Marx, Engels, Il Manifesto del Partito Comunista

by gabriella

manifestoIl Manifesto del Partito Comunista, un piccolo libro di appena ventitré pagine – l’unico insieme alla Bibbia ad avere un’edizione in tutte le lingue del mondo – fu scritto da Marx ed Engels nel 1847 su incarico della Lega dei giusti che doveva elaborare il proprio statuto.

Poté essere stampato nel febbraio 1848, a Londra, grazie a una colletta di 25 sterline tra gli operai.

Nonostante le sue dimensioni, scrisse Lenin,

«pesa quanto interi volumi, il suo spirito anima e muove tutto il proletariato organizzato e in lotta del mondo civile».

Di seguito la Prefazione, il primo capitolo “Borghesi e proletari” e il secondo “Proletari e comunisti”. Qui, l’intero volume.

 

Download (PDF, 1.07MB)

Prefazione

Uno spettro s’aggira per l’Europa – lo spettro del comunismo. Tutte le potenze della vecchia Europa si sono alleate in una santa battuta di caccia contro questo spettro: papa e zar, Metternich e Guizot, radicali francesi e poliziotti tedeschi.
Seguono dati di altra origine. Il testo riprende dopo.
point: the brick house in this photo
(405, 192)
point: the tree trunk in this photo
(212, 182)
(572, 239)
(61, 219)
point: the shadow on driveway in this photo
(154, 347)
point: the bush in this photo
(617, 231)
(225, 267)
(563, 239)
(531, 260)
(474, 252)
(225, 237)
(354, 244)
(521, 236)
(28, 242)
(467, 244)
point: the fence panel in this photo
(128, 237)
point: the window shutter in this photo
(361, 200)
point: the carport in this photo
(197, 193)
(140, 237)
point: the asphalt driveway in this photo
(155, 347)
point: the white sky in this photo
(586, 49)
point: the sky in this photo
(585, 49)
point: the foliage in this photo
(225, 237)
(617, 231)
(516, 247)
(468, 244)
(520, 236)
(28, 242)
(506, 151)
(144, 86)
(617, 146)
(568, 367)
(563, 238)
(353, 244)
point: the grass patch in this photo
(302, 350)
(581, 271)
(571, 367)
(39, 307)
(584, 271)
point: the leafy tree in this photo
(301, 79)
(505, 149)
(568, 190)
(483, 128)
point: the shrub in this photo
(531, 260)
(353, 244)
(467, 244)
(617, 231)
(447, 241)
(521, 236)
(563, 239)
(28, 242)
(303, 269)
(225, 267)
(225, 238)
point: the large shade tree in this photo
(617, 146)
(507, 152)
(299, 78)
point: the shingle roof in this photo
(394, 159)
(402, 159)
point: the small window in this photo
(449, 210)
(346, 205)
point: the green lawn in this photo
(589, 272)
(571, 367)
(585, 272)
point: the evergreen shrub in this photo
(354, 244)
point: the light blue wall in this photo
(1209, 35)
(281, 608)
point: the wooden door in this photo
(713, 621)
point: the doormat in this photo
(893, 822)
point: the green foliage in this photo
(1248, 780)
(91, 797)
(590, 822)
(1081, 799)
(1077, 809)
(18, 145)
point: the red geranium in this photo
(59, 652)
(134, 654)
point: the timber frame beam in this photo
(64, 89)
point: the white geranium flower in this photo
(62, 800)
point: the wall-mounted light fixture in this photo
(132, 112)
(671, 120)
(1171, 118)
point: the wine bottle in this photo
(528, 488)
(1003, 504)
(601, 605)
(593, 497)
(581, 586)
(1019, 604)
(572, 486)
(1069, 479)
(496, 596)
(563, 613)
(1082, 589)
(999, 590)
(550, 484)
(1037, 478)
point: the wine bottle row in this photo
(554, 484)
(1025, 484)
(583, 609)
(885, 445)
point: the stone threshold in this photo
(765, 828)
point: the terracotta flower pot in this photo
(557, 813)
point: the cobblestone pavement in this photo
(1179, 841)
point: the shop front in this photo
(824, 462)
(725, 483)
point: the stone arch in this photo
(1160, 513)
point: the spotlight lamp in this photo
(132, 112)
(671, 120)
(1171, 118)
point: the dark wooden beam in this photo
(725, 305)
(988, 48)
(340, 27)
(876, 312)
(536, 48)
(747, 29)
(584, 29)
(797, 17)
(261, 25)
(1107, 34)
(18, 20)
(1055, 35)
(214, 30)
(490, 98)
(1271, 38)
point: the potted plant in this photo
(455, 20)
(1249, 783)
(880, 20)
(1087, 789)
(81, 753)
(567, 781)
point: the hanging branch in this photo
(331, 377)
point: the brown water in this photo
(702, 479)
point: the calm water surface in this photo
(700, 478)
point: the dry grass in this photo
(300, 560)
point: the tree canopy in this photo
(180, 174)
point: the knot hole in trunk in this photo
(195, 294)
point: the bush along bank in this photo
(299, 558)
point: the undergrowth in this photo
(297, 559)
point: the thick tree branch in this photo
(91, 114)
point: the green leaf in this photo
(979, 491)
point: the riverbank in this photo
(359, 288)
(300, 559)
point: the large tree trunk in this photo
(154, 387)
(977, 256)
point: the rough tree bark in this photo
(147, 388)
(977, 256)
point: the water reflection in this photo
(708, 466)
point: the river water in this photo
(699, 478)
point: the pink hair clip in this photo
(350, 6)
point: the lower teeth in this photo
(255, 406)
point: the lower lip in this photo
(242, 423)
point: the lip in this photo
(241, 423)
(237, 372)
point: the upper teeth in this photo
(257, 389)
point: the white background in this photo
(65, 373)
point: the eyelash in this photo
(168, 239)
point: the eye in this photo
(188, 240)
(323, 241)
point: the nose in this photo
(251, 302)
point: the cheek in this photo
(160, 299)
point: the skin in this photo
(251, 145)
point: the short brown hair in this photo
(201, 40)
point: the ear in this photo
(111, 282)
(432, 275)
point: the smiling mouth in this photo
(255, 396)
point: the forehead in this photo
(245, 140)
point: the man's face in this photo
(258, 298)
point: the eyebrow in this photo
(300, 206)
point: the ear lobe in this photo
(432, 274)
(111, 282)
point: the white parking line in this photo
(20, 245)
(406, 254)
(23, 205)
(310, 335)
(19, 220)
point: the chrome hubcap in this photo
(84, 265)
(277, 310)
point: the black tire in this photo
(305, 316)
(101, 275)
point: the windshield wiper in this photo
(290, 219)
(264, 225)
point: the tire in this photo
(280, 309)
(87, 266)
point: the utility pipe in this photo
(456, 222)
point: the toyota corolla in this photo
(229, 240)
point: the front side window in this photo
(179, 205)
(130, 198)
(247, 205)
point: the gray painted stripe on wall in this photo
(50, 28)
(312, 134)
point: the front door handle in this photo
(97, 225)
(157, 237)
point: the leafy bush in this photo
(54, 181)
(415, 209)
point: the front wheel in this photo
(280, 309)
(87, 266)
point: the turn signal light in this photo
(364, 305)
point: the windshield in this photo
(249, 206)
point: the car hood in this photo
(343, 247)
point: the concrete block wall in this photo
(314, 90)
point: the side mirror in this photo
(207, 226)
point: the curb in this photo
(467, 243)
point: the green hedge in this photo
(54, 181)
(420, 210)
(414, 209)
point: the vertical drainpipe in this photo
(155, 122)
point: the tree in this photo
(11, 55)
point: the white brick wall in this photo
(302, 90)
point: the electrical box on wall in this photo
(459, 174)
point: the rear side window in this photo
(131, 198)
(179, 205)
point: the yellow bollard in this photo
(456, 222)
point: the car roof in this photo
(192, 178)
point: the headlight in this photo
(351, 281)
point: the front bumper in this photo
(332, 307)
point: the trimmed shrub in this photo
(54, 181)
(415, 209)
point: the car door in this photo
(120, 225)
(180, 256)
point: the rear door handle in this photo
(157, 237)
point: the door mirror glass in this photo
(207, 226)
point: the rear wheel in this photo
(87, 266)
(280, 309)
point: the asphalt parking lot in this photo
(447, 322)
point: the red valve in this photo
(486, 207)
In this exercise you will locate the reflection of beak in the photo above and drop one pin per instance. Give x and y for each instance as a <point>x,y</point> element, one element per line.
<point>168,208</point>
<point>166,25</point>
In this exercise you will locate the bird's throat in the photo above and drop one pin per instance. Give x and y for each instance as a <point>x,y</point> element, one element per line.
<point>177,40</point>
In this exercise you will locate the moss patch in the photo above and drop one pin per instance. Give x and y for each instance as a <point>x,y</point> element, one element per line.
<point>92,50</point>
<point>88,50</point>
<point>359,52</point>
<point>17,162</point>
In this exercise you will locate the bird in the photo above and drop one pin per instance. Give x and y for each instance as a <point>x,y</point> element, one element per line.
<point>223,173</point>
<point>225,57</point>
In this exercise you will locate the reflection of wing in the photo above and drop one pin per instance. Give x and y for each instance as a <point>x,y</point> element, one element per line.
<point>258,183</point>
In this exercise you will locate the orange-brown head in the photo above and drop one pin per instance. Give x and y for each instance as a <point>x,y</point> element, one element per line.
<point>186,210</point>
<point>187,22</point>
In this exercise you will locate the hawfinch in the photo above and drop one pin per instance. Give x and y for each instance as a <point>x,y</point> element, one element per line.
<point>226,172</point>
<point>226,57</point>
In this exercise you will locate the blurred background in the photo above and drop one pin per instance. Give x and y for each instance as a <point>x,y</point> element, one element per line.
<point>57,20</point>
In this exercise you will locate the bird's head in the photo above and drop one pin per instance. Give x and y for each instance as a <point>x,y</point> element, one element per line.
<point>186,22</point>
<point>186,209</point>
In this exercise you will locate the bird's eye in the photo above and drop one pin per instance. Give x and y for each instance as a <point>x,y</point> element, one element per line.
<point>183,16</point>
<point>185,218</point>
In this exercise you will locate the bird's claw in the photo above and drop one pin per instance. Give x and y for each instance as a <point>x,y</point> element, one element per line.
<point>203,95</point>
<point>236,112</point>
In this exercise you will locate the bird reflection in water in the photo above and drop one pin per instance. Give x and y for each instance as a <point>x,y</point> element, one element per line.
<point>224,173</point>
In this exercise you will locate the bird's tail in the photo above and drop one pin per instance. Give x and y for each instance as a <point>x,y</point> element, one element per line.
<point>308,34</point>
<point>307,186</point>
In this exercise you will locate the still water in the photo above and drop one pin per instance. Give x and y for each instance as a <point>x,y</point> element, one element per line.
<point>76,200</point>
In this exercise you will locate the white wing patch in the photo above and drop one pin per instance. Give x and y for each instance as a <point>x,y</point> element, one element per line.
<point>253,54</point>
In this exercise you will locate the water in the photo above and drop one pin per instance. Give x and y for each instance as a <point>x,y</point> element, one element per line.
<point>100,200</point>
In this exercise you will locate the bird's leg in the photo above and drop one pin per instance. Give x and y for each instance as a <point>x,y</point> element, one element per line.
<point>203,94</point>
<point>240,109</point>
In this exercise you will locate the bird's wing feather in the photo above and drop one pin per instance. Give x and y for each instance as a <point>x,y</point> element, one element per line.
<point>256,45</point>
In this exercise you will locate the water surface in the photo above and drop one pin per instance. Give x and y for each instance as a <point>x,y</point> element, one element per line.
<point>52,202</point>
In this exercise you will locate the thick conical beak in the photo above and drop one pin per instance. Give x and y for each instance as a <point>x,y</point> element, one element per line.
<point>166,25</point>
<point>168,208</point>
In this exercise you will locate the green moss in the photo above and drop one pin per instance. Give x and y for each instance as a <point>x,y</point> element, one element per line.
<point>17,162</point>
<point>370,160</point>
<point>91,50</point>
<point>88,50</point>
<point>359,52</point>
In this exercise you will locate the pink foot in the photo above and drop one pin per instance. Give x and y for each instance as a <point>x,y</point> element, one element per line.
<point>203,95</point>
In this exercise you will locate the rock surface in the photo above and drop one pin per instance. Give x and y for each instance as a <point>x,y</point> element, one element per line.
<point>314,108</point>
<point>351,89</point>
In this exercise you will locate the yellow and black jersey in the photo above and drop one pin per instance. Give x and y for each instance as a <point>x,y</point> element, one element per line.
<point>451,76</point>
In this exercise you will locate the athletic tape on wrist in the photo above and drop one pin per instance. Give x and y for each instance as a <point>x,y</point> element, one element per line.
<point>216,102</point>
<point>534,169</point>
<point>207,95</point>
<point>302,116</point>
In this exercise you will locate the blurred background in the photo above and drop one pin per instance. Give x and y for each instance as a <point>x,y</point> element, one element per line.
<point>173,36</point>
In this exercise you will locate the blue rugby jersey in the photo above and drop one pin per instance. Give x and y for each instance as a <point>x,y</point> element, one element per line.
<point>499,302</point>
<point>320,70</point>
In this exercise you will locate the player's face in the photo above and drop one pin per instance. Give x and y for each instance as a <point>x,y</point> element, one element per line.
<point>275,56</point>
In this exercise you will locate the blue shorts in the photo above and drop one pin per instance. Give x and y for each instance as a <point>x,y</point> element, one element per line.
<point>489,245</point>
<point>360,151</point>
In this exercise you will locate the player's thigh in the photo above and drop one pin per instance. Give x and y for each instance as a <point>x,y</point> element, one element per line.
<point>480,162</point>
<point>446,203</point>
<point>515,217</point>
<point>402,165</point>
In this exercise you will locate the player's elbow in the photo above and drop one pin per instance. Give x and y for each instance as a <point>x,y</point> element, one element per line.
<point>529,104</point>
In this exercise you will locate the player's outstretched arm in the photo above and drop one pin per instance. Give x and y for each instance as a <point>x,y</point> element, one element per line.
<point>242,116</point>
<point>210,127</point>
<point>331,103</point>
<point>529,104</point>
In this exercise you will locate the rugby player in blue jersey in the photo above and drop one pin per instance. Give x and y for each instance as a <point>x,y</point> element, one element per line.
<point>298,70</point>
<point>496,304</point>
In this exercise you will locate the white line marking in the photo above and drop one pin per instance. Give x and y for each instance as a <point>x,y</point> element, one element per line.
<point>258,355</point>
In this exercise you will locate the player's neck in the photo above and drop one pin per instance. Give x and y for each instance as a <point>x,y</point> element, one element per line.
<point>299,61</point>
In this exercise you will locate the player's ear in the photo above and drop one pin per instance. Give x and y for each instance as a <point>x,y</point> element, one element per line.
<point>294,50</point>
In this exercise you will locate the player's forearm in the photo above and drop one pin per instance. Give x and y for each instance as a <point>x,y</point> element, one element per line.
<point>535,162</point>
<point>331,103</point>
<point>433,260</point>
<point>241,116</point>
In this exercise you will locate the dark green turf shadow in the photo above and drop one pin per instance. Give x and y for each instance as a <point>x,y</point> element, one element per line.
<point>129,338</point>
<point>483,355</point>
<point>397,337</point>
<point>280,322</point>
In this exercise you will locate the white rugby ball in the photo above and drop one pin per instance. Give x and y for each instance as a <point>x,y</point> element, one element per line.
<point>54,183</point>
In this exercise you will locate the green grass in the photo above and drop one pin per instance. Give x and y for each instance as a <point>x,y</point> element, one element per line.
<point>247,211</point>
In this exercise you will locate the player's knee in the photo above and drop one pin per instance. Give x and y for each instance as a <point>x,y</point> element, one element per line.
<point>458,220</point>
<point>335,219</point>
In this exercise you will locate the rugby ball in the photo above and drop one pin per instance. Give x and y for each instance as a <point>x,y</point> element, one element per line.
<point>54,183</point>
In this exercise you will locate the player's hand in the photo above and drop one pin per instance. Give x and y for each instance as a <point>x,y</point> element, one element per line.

Quale partito d’opposizione non è stato tacciato di comunismo dai suoi avversari di governo; qual partito d’opposizione non ha rilanciato l’infamante accusa di comunismo tanto sugli uomini più progrediti dell’opposizione stessa, quanto sui propri avversari reazionari?

Da questo fatto scaturiscono due specie di conclusioni. Il comunismo è di già riconosciuto come potenza da tutte le potenze europee.